On 22 November 2000, Tee Yih Jia achieved the top spot among Singapore's best 50 companies, after having been part of the local prestigious award, Enterprise 50 fraternity consecutively for the prior 5 years—the company was ranked 26th in 1995, 17th in 1996, 12th in 1997, 3rd in 1998, and 2nd in 1999 before making it to Number 1 position in 2000.

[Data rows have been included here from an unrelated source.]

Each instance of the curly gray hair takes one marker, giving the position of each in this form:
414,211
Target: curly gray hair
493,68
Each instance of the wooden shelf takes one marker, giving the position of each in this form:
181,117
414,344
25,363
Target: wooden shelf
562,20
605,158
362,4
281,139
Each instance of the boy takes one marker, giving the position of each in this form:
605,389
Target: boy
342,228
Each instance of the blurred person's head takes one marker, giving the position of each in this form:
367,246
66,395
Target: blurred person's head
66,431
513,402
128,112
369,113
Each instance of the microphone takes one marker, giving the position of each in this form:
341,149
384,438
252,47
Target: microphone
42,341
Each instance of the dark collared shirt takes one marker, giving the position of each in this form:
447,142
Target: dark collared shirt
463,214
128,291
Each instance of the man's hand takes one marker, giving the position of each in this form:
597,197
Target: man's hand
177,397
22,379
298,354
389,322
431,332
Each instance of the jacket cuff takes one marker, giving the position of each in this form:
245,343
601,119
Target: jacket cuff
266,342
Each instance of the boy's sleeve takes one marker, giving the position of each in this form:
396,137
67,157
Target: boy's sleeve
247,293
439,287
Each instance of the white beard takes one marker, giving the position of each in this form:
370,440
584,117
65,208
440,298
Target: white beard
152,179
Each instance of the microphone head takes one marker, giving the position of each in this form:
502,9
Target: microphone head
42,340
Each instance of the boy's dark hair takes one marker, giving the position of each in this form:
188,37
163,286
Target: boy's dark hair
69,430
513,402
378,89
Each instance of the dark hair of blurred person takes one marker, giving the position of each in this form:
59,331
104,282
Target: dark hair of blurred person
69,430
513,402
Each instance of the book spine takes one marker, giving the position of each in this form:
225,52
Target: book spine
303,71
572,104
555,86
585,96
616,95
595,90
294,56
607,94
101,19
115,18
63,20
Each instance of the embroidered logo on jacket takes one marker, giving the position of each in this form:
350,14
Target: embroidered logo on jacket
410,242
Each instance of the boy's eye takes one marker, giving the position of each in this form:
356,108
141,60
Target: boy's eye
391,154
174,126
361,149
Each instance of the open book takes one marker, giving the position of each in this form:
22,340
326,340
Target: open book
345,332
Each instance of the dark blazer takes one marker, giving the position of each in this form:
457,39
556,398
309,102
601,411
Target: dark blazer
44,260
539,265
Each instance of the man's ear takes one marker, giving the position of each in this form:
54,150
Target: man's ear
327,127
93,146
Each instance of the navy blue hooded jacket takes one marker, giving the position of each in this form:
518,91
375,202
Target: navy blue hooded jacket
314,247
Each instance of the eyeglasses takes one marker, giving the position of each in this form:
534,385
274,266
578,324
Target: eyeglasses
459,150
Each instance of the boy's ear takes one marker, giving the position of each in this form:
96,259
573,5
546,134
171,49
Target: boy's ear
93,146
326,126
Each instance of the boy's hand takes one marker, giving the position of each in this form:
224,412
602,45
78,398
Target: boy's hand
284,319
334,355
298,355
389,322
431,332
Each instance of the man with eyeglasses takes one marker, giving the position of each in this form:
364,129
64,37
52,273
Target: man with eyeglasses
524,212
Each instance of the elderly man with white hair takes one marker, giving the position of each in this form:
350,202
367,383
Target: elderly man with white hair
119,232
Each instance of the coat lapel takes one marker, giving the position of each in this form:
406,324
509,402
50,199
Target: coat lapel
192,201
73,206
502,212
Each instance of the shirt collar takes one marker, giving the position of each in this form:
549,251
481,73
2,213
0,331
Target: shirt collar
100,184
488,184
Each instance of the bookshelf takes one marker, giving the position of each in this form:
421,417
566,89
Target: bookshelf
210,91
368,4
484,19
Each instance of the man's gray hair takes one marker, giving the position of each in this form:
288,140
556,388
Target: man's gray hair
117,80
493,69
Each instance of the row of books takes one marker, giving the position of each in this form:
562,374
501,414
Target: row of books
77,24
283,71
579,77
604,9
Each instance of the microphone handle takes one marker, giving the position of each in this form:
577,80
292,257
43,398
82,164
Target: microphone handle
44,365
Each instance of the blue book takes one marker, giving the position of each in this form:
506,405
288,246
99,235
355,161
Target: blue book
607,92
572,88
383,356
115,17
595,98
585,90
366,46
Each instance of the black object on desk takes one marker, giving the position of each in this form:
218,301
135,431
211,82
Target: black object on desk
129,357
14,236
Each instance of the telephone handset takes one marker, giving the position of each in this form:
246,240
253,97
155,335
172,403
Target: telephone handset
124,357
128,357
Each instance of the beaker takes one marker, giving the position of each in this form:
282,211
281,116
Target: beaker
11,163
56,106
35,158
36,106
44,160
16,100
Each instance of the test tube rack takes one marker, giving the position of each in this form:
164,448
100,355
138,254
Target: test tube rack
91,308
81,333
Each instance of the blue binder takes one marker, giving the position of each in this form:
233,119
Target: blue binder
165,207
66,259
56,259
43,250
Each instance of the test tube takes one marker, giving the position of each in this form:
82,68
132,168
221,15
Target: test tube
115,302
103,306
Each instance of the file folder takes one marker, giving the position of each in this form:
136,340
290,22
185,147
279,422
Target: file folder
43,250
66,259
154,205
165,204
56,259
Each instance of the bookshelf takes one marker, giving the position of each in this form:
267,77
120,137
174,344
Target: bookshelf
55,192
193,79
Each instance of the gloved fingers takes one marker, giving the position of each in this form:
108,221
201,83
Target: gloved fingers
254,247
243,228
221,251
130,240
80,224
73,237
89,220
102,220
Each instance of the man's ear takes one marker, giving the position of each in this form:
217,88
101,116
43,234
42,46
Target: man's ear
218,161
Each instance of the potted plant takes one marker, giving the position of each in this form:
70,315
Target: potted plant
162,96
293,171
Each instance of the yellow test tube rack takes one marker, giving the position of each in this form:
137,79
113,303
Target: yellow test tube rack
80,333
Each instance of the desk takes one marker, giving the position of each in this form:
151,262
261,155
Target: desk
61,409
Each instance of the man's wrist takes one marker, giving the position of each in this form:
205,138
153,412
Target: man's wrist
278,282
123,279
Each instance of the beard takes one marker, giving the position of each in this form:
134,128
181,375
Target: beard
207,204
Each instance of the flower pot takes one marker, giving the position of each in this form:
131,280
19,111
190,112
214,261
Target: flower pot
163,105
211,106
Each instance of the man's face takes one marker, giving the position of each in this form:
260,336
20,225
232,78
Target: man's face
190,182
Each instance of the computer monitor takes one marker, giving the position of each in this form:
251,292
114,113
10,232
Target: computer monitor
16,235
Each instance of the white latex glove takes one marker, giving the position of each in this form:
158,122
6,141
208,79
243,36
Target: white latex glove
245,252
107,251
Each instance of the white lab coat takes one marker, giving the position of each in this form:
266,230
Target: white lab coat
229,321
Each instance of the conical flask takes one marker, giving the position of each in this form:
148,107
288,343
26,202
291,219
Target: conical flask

Tee Yih Jia continues to grow its global distribution channels through established supermarkets and foodservice companies, and plans to target mainstream consumers in foreign non-Asian markets by promoting the versatility in the applications of its products, such as serving its roti paratha as pita bread, a pizza base or as a wrap.

==In the news==
- Aug 2001 – Current Senior Minister of Singapore, Mr. Goh Chok Tong, highlighted Tee Yih Jia (and its Executive chairman Sam Goi) as an example of Singapore enterprises with potential for development into International Singapore Companies (ISC), and how Singaporean can be enterprising during his 2001 National Day Rally speech as Prime Minister.
- Dec 2006 – Tee Yih Jia's and Super Coffee Mix joined Jiangsu Hengshun Vinegar Industry to build 500 million yuan (S$98.5 million) vinegar plant in Zhenjiang City, China.
- Feb 2007 – Sam Goi, Tee Yih Jia's Executive chairman's investments of more than S$100 million in various Singapore companies, his overseas opportunities, and his connections and business networks.
- Oct 2007 – Tee Yih Jia's partnership with an established Zhejiang firm was brought up as an example of how SMEs from Singapore and China can benefit from more exchanges and co-operation with the signing of the Singapore-China Memorandum of understanding to exchange information on SMEs.
- Jan 2008 – Tee Yih Jia successfully lobbied for the grant of Harmonized System (HS) Code under Singapore-India Comprehensive Economic Cooperation Agreement (CECA) in December 2007 in a bid to reduce import tariffs on its products to India.

==Brands and products==
=== Spring Home ===
Spring Home is the flagship brand of Tee Yih Jia and is used to market frozen ready-to-eat Asian convenience foods such as:

- Spring roll pastry (Plain) – sizes: 10" (250mm) sq, 8.5" (215mm) sq, 8" (200mm)sq, 7.5" (190mm)sq, 6" (150mm) sq, & 5" (125mm)sq.
- Spring roll pastry (Egg) – sizes: 8.5" (215mm) sq & 5" (125mm)sq.
- Samosa pastry – size: 3”x10"
- Roti Paratha (Plain, Onion, & Wholemeal)
- Spring rolls (Vegetable, Chicken, Prawn, & Jumbo)
- Samosa
- Dim Sum (Dumpling, Hargow, Shaomai, Pastry, Wonton, Tart)
- Glutinous Rice Ball (Peanut, Red Bean, Sesame)
- Cocktail prawn roll

Spring Home products are accredited with the HACCP, ISO 9002 and Halal certifications.

===Happy Belly===
Happy Belly (家乐宝 (Jiālèbǎo)) is a brand used by Tee Yih Jia to market its oriental range of frozen food products such as gyoza skins, wonton skins, Peking Duck wrappers and oriental bread (i.e. mantou, which comes in plain, chocolate and pandan flavours).

===Other brands===
Tee Yih Jia also has other brands for specific types of food. For example, Master Chef is the brand for its crepe pastry, while Ryushobo is the brand for its Japanese ramen.

Brands of Tee Yih Jia
Spring Home
Happy Belly
Master Chef

== Origin of brand identity ==

Due to the export-oriented nature of its business, and with many of its customers from overseas non-Chinese background having difficulty in pronouncing or spelling the company's name "Tee Yih Jia", Tee Yih Jia created a product brand identity and came up with the name "Spring Home". "Spring" because of spring rolls, its flagship product, as well as the feelings of freshness and new beginnings that it evokes. "Home" is a translation of the last word in the company's name "Jia" (家) – the place where most of Spring Home's products are used.